Digital Focus: Touch Up Portraits, Part 2
Q&A: How Do I Transfer My Pictures to a New PC?
I have several hundred digital photos currently stored on my hard drive. I am planning to buy a new computer. What is the best way to transfer my digital photo collection to my next computer? Should I buy an external hard drive?
--Harvey Kantor, Columbus, Ohio
This is a great question, Harvey: It's a problem almost everyone will face eventually. There are a lot of ways to transfer your photo collection to a new PC; it's just a matter of picking the solution that seems easiest or most convenient to you.
If you have a lot of files, I suggest using Windows' Files and Settings Transfer Wizard. It's a Windows XP utility (you can find it in Start, All Programs, Accessories, System Tools) that lets you copy all sort of stuff to a new computer, including system settings, e-mail files, and your documents, music, and pictures. If your old computer is a Windows XP machine, start the wizard there first and follow its directions. If your old computer predates Windows XP, then run the wizard on the new XP system first, and it will help you copy the wizard to the old computer to complete the transfer. The wizard can transfer data via a serial connection cable, removable memory cards, a CD-R, or a home network.

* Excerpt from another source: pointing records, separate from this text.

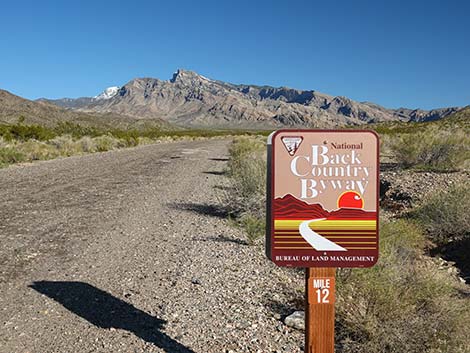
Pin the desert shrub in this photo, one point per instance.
(105, 143)
(445, 215)
(144, 141)
(87, 144)
(66, 146)
(403, 304)
(10, 155)
(38, 150)
(432, 149)
(247, 193)
(22, 132)
(253, 226)
(247, 169)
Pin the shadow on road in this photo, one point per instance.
(106, 311)
(215, 172)
(203, 209)
(219, 159)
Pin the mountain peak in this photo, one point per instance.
(187, 76)
(108, 93)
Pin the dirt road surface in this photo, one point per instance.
(130, 251)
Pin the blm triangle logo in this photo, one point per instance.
(292, 143)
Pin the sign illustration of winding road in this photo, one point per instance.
(323, 198)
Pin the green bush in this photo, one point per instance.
(66, 146)
(432, 149)
(10, 155)
(246, 197)
(402, 304)
(105, 143)
(445, 215)
(37, 150)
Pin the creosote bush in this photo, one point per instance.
(25, 143)
(247, 172)
(432, 149)
(446, 215)
(403, 304)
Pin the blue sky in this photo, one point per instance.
(394, 53)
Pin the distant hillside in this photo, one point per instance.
(289, 207)
(190, 99)
(13, 107)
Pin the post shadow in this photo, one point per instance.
(106, 311)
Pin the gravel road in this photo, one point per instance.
(129, 251)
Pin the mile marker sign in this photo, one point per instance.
(323, 198)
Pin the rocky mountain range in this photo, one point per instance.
(190, 99)
(14, 108)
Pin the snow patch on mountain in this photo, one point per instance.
(108, 93)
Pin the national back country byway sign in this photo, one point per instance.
(322, 206)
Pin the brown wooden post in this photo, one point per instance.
(320, 310)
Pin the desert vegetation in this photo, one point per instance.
(407, 302)
(27, 143)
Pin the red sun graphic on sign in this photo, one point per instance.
(350, 199)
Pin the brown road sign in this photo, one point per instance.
(323, 198)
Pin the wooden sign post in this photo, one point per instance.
(320, 310)
(322, 213)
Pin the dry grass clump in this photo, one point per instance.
(247, 171)
(403, 304)
(432, 149)
(445, 215)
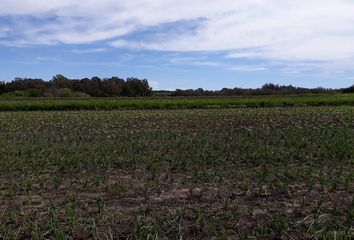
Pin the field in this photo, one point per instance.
(175, 103)
(227, 173)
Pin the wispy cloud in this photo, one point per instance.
(298, 30)
(90, 50)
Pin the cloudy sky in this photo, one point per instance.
(181, 43)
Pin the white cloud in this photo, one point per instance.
(245, 68)
(297, 30)
(90, 50)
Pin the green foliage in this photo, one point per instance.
(241, 173)
(173, 103)
(68, 93)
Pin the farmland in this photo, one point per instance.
(229, 173)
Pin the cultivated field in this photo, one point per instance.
(227, 173)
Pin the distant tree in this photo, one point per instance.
(349, 90)
(2, 87)
(60, 81)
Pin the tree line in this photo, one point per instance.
(266, 89)
(61, 86)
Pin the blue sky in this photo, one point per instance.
(180, 43)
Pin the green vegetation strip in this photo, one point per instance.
(170, 103)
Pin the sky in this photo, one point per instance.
(181, 43)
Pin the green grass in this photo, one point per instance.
(259, 173)
(173, 103)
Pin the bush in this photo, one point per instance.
(67, 92)
(349, 90)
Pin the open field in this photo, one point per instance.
(173, 103)
(165, 174)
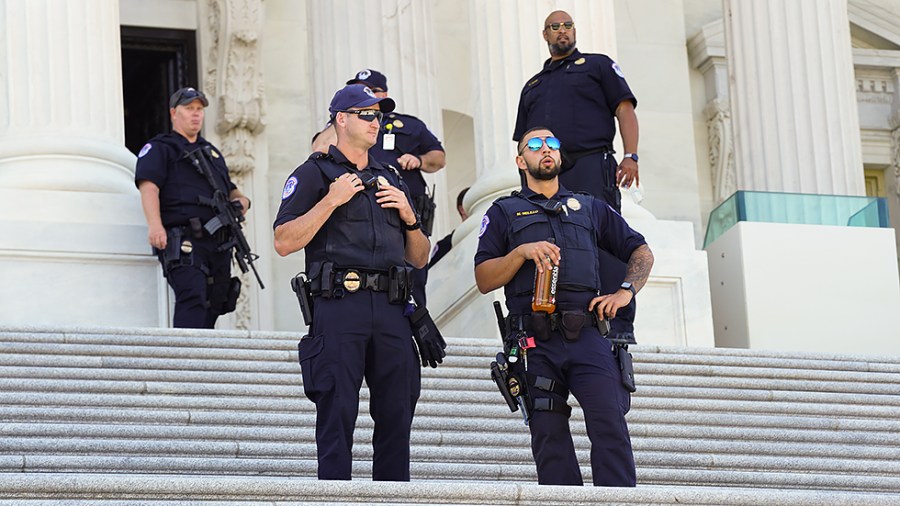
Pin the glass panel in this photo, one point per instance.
(799, 208)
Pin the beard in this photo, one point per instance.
(561, 49)
(542, 173)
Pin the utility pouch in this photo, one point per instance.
(425, 207)
(571, 323)
(234, 291)
(626, 366)
(326, 277)
(399, 284)
(540, 325)
(301, 286)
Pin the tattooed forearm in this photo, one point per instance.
(638, 268)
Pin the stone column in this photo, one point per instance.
(74, 238)
(793, 97)
(394, 37)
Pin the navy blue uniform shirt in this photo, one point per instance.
(162, 161)
(614, 236)
(576, 98)
(411, 136)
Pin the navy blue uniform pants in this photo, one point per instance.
(596, 174)
(589, 369)
(204, 271)
(356, 337)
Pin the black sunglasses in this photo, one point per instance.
(366, 114)
(568, 25)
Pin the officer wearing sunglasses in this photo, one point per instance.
(355, 222)
(567, 352)
(581, 97)
(195, 266)
(406, 143)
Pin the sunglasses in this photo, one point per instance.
(367, 114)
(568, 25)
(536, 143)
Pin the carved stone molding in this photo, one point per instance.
(721, 149)
(234, 77)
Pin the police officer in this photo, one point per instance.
(404, 142)
(170, 187)
(570, 355)
(358, 228)
(579, 95)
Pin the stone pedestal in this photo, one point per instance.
(74, 247)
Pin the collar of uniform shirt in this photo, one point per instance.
(575, 55)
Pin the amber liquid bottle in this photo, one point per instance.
(545, 288)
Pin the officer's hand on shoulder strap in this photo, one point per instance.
(342, 189)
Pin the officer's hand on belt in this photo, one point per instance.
(409, 162)
(627, 173)
(606, 306)
(393, 198)
(344, 188)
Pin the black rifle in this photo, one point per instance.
(227, 215)
(509, 375)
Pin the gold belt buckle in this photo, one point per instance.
(352, 281)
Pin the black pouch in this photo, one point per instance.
(626, 366)
(540, 325)
(571, 323)
(326, 278)
(234, 291)
(399, 284)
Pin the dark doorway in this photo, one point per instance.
(155, 63)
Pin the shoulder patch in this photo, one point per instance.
(289, 186)
(485, 221)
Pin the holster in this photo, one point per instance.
(425, 207)
(626, 366)
(301, 286)
(400, 285)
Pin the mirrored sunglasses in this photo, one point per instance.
(367, 114)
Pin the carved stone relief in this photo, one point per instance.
(234, 77)
(721, 149)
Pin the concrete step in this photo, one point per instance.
(196, 403)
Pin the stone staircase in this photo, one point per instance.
(166, 416)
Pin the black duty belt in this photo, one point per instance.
(523, 321)
(353, 280)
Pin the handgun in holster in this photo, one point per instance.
(399, 284)
(425, 207)
(300, 284)
(626, 365)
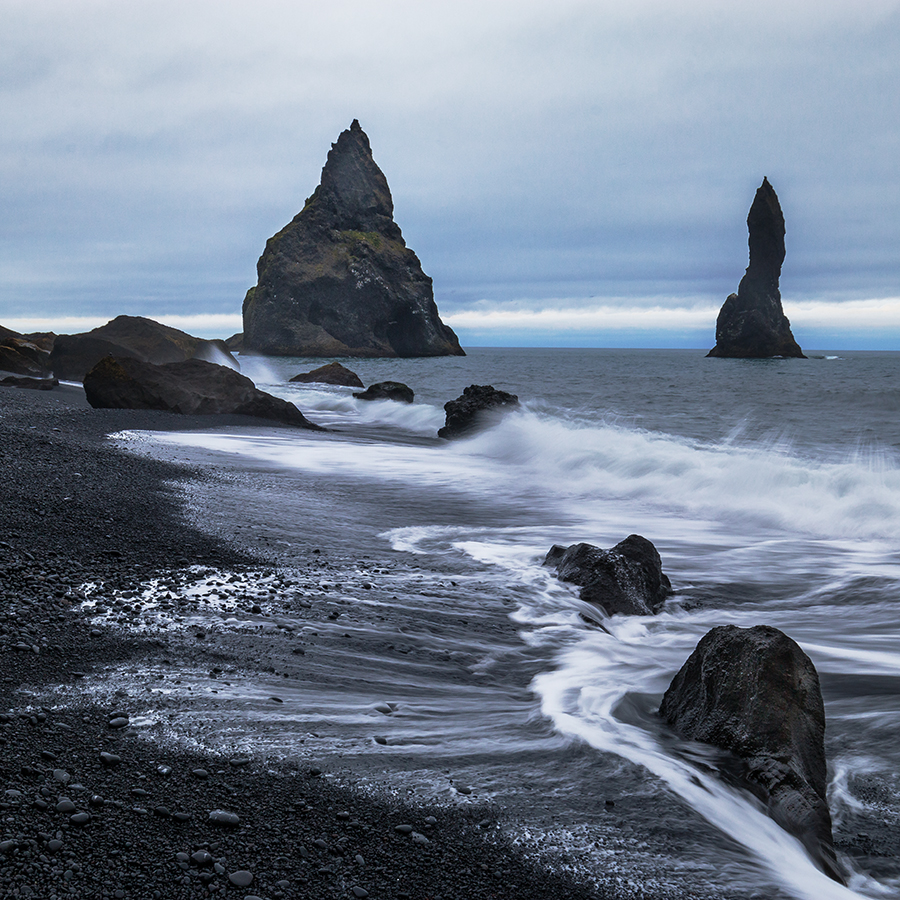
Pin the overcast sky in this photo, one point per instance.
(569, 173)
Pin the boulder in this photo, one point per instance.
(38, 384)
(192, 387)
(74, 355)
(387, 390)
(752, 323)
(339, 280)
(756, 694)
(22, 356)
(333, 373)
(626, 580)
(479, 406)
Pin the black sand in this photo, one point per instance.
(73, 509)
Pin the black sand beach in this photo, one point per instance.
(75, 510)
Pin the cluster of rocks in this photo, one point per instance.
(751, 692)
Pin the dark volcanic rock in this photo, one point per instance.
(387, 390)
(22, 356)
(38, 384)
(478, 406)
(755, 693)
(74, 355)
(751, 323)
(333, 373)
(627, 580)
(190, 387)
(339, 279)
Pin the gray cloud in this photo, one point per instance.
(536, 152)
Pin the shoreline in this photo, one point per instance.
(78, 510)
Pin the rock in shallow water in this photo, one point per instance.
(479, 406)
(626, 580)
(755, 693)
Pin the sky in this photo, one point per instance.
(569, 173)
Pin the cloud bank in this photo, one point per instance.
(535, 152)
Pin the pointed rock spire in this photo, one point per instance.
(339, 279)
(752, 323)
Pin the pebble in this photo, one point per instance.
(223, 817)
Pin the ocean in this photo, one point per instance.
(415, 644)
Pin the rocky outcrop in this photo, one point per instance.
(627, 580)
(755, 693)
(192, 386)
(37, 384)
(752, 323)
(387, 390)
(22, 356)
(74, 355)
(339, 279)
(333, 373)
(479, 406)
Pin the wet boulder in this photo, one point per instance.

If you don't want to use the wizard built into Windows, don't worry; there are other strategies to try:
- My favorite way to copy data is to connect the computers to a network and just drag and drop folders between them.

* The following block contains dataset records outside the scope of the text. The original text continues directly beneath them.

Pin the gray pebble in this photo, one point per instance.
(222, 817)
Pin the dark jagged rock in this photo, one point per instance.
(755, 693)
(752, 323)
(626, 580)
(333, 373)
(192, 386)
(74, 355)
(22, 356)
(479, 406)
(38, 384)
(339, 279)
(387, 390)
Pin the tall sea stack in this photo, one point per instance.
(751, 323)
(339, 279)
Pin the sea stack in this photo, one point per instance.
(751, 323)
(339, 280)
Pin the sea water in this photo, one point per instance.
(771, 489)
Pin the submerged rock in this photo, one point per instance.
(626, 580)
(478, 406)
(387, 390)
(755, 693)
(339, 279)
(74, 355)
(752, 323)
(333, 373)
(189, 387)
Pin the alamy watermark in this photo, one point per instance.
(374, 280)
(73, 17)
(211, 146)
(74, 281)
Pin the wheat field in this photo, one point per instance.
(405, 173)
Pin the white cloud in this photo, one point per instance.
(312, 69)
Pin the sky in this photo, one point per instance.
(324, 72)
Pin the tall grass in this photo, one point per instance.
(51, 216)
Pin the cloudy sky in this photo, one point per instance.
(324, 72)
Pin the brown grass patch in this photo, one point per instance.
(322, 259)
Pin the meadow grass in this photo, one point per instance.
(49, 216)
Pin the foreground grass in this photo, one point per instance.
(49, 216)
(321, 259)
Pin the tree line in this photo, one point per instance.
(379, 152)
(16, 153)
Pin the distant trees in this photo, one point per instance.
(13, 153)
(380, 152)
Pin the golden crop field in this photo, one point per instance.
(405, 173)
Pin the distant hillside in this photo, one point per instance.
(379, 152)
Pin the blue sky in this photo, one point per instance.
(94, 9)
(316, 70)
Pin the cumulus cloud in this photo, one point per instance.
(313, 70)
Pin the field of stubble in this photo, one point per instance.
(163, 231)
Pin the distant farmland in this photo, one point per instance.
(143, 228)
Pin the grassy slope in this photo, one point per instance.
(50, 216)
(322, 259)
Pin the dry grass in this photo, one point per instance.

- If your old computer has a CD-R drive, you've undoubtedly been using it to back up your photos in 650MB to 700MB increments. You can use those backups to move your photos (along with data files you may have backed up) to the new system, although it will not be as easy as using a network connection.

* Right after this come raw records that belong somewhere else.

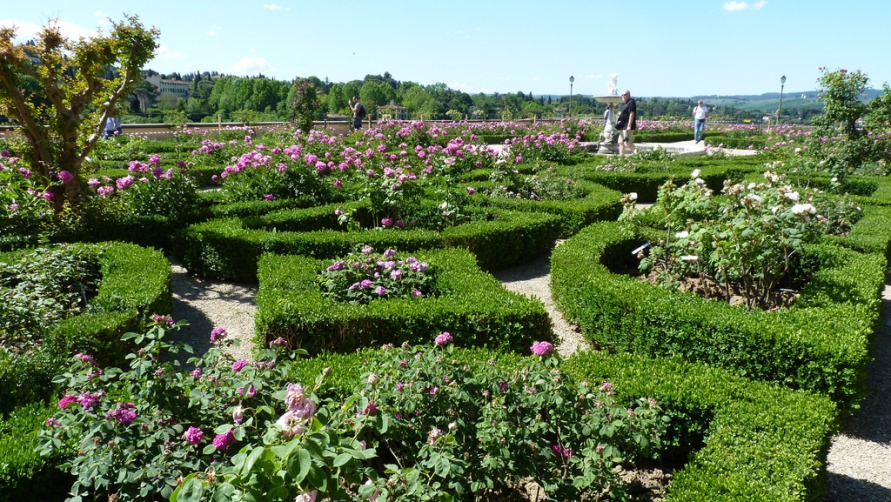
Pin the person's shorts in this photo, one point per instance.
(626, 136)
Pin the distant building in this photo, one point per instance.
(177, 87)
(392, 111)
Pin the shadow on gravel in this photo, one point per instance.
(872, 422)
(540, 267)
(845, 489)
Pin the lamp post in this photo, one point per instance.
(780, 109)
(571, 80)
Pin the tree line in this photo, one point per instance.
(216, 97)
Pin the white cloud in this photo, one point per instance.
(249, 66)
(738, 6)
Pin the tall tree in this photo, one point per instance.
(63, 118)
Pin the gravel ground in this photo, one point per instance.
(859, 461)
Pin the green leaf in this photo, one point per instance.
(342, 459)
(305, 461)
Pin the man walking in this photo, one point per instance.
(699, 115)
(358, 113)
(627, 123)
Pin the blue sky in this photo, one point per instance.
(669, 48)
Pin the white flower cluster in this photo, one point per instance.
(803, 209)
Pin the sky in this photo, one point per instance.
(656, 48)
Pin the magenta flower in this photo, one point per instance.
(194, 435)
(294, 395)
(291, 425)
(88, 400)
(224, 440)
(444, 338)
(307, 497)
(125, 414)
(541, 348)
(65, 401)
(217, 333)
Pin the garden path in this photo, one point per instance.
(859, 459)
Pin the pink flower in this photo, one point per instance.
(541, 348)
(224, 440)
(291, 425)
(307, 497)
(238, 365)
(194, 435)
(217, 334)
(88, 400)
(125, 414)
(65, 401)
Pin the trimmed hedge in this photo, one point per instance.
(821, 344)
(765, 443)
(24, 473)
(471, 304)
(136, 282)
(599, 203)
(229, 248)
(646, 182)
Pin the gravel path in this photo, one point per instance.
(859, 460)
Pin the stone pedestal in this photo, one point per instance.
(609, 137)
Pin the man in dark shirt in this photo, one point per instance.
(358, 113)
(627, 123)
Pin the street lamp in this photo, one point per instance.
(780, 109)
(571, 80)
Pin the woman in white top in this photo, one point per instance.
(699, 114)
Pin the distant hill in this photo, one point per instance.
(770, 101)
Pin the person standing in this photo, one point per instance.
(699, 115)
(627, 123)
(112, 126)
(358, 113)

- As a last resort, you can install the hard drive from your old computer as a temporary addition to the new PC; it will show up as another logical volume with its own drive letter. From there, just drag and drop your files to the new drive's My Pictures folder, then remove the old hard disk when you're done transferring files. Of course, you must handle the drive with care during the process; thumps and bumps have sent more hard drives to the data graveyard than any other mishap.
Whatever method you choose, you can probably avoid the expense of an external hard drive just to copy some files to a new PC. Good luck!